Whether you’re the CEO of a Fortune 100 or the owner of a small biz you need a senior staff. “Senior staff” doesn’t necessarily mean a bunch of vice presidents (although, for convenience, I’m going to use that title in this post), but it does mean the top people in your company who manage different functions (with or without staff). They are the people the CEO relies on
- as a sounding board;
- for both tactical and strategic intelligence;
- to tell it like it is—even when he doesn’t want to hear it
- to see and understand the big picture;
- to lead the effort in employee acquisition, motivation, and retention;
- to support and strengthen the culture she envisioned;
- to not sabotage another group or start a turf war, and
- to help stamp out politics whenever and wherever it rears its ugly head.
And more, but you get the idea.
The first item on your agenda when creating a senior staff is to determine what parts of your business/company (beyond the standard ones of finance, development, marketing, and sales) need to report directly to the CEO for peak performance. You never want function that is truly critical to our success reporting through, and responsible to, someone else, because personal agendas can get in the way.
It may be customer service (or whatever it’s called); it could be IT; if you are large enough to have a real HR department (not just a benefits admin) it should definitely report directly. Support functions are often left to report to the CFO, which can prevent them from being used fro real strategic advantage.
Where does one find talented VPs? Now and then you’ll be lucky enough to actually hire one complete with all the bells and whistles, but more likely you will find a current VP, or talented director, with some of them, or with the right potential.
Be aware that one of the main things that sets good VPs apart from other managers is a strong strategic ability, that means they see the entire team and understand how their department fits into the whole. I’ve known many C-level executives who never grasp this, as well as director level (and lower) managers who get it.
All of your staff needs a real understanding of business, including financials, and it’s your responsibility, as their manager, to make sure that they get whatever training and information is needed to do their job as a member of your senior staff.
Further, if you want the most powerful senior staff possible cross train them in each others functions and challenges.

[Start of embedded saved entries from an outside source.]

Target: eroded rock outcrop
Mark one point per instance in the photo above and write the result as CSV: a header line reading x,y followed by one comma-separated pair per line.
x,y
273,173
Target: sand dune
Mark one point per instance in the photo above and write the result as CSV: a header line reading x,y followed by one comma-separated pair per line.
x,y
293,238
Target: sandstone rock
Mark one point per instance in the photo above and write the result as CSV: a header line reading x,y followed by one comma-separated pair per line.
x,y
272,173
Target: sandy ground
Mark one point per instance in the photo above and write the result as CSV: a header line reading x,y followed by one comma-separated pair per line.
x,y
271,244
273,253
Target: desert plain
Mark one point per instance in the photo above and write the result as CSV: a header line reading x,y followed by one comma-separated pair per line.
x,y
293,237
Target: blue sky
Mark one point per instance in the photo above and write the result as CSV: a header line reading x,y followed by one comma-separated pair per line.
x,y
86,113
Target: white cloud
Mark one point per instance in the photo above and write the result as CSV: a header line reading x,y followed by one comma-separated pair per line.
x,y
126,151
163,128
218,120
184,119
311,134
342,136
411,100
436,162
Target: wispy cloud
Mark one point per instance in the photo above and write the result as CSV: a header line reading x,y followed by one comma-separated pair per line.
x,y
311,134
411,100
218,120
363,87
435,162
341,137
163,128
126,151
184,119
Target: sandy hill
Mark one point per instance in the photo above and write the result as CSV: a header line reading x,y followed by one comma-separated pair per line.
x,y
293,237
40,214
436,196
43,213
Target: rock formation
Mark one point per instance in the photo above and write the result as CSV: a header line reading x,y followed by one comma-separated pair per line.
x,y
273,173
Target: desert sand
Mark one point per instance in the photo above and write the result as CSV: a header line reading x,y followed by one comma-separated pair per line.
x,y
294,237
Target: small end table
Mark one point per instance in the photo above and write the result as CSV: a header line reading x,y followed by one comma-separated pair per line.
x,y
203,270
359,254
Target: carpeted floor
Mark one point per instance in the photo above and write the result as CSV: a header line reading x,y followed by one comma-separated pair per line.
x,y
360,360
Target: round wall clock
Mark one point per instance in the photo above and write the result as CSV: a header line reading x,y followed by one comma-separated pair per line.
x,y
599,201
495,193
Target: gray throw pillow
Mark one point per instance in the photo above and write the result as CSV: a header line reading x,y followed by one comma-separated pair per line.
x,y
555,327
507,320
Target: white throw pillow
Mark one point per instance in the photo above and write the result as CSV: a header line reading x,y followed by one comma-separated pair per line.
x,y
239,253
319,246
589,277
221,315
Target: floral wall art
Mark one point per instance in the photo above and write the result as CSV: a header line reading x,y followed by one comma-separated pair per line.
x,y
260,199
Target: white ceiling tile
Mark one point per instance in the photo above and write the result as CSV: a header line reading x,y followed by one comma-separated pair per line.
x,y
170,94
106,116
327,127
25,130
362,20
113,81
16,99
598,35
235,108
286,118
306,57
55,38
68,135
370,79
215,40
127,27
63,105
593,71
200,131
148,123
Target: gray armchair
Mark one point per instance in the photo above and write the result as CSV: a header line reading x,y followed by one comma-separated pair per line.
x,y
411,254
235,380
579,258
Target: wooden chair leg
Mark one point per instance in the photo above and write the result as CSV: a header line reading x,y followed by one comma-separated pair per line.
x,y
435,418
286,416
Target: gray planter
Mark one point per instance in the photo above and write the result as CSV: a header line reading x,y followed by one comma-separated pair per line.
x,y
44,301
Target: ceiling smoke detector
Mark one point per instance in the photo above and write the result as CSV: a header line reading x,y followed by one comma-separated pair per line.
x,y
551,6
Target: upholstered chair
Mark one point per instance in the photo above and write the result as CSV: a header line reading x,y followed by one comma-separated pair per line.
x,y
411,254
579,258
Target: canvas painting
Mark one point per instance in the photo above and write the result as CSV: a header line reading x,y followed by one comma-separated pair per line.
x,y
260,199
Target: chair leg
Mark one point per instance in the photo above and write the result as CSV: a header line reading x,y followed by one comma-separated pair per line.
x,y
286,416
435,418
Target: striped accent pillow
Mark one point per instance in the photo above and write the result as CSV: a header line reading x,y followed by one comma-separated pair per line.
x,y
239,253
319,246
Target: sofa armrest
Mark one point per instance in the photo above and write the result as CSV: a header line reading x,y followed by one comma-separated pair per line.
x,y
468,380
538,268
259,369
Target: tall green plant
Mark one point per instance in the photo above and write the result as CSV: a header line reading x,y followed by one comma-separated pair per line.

Think of the phenomenal value of a CFO who understands the intricacies of manufacturing as more than a set of numbers; a VP of Engineering who understands financials and inventory turns; an HR head who understands what actually happens in the different departments, etc.
Think of the power inherent in a senior staff that understands what it takes to turn an idea into a product and a product into revenue.
Think of what a difference it would make to your ability to do your own job.